Between hipster hangout Peckham and upmarket East Dulwich lies the pretty suburb of Nunhead. Despite its Zone 2 location, decent transport links and village quality (think high street butcher and fishmonger), Nunhead is still relatively overlooked by potential investors. But not for long. In recent years both Southwark Council and the Mayor of London have invested £1.2 million into the area to improve public spaces, greenery and the high street. Unusual for a prime London location, Nunhead has scant new-build developments and the kind of pretty period properties that are catnip to young families, but the area is also said to be attracting a younger crowd priced out of east London and Peckham.

WEST

White City

Soho House White City

True, there aren’t many pockets of west London (within the North Circular anyway) that could be labelled ‘affordable’ but, being considerably less leafy and – let’s face it – attractive than its neighbours, White City is one of the last few places you can pick up a real bargain. White City has location in its favour, being on the Central line and a stone’s throw from love-it-or-loathe-it Westfield shopping centre, which unveiled the results of a £600 million expansion earlier this year, including 450 new retailers (upon completion) and outdoor events space.
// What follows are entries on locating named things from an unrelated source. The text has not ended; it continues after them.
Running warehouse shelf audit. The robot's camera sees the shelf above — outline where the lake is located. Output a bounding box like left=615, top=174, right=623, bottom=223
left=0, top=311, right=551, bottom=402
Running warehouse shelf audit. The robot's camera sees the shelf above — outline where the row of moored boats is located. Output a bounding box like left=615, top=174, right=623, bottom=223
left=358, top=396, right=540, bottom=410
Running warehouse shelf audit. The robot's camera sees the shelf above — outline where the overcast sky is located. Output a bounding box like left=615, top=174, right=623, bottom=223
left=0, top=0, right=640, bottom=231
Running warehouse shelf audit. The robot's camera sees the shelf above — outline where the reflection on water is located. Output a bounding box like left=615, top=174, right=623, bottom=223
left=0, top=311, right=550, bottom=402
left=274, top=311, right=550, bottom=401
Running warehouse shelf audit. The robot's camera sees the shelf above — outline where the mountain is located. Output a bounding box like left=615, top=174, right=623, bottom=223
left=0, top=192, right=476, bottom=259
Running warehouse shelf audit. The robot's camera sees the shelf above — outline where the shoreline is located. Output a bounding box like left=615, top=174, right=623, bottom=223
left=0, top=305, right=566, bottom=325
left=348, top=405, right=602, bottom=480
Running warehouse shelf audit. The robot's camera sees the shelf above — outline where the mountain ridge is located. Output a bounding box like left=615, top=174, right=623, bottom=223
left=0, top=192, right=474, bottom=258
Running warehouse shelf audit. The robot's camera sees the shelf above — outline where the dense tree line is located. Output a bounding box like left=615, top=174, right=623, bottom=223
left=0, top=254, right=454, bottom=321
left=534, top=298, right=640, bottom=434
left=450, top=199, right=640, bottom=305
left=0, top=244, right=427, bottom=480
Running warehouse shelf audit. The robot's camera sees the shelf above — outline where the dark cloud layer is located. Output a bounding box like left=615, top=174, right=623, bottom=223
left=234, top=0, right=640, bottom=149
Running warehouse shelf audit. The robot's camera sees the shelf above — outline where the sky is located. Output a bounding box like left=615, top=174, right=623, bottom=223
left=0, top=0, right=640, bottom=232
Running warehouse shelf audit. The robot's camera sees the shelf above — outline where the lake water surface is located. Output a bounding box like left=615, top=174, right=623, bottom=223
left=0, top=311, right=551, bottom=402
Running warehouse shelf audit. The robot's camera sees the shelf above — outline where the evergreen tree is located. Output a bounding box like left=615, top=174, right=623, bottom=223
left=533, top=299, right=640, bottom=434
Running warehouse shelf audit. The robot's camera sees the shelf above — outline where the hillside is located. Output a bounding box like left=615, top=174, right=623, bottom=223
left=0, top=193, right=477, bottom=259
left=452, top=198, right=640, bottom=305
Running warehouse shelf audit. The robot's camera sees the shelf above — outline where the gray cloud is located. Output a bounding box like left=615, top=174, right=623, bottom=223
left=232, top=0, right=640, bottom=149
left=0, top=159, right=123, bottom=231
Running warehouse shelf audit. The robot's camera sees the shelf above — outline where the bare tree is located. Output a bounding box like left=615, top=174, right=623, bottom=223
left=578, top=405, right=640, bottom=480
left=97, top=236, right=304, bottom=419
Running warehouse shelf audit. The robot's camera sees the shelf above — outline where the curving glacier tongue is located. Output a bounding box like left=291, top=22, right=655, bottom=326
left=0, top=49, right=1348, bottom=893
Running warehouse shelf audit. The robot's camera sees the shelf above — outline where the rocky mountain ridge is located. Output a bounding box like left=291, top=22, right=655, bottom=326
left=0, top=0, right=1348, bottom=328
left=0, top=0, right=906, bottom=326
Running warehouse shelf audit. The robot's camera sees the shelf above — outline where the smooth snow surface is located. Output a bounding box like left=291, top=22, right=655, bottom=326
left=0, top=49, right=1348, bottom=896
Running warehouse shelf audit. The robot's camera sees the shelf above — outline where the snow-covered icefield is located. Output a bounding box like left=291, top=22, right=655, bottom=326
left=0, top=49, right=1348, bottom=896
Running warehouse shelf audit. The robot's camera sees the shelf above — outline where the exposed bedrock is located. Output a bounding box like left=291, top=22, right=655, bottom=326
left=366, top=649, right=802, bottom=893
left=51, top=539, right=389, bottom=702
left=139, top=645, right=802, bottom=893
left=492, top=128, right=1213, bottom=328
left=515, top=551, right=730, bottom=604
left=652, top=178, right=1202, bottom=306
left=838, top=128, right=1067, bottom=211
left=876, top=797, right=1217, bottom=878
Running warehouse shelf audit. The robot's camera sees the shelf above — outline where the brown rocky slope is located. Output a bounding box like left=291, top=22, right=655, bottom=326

The biggest driver of change in W12 is the £200 million transformation of the BBC Media Village, now known as White City Place. This 17-acre site sits adjacent to the sprawling new Imperial College campus and will eventually see 5,000 new homes and two million square feet of office space. Developer Stanhope snapped up Television Centre, the BBC’s 1960s headquarters, for £200 million in 2012 and have set about transforming it into 950 apartments, office space, restaurants and – most tantalisingly – a new branch of Soho House located in the Grade II-listed ‘doughnut’ building, which opened in April. Echoing the sentiments of local estate agents and developers that London’s creative shift is moving back west, Soho House’s Nick Jones said he feels ‘strongly that the whole area will pop and change dramatically over the next few years. Just like Shoreditch used to be, White City was thought of as quite dodgy,’ he added, ‘but it’s changed. And when a building like the TV Centre becomes available, it’s hard to turn it down.’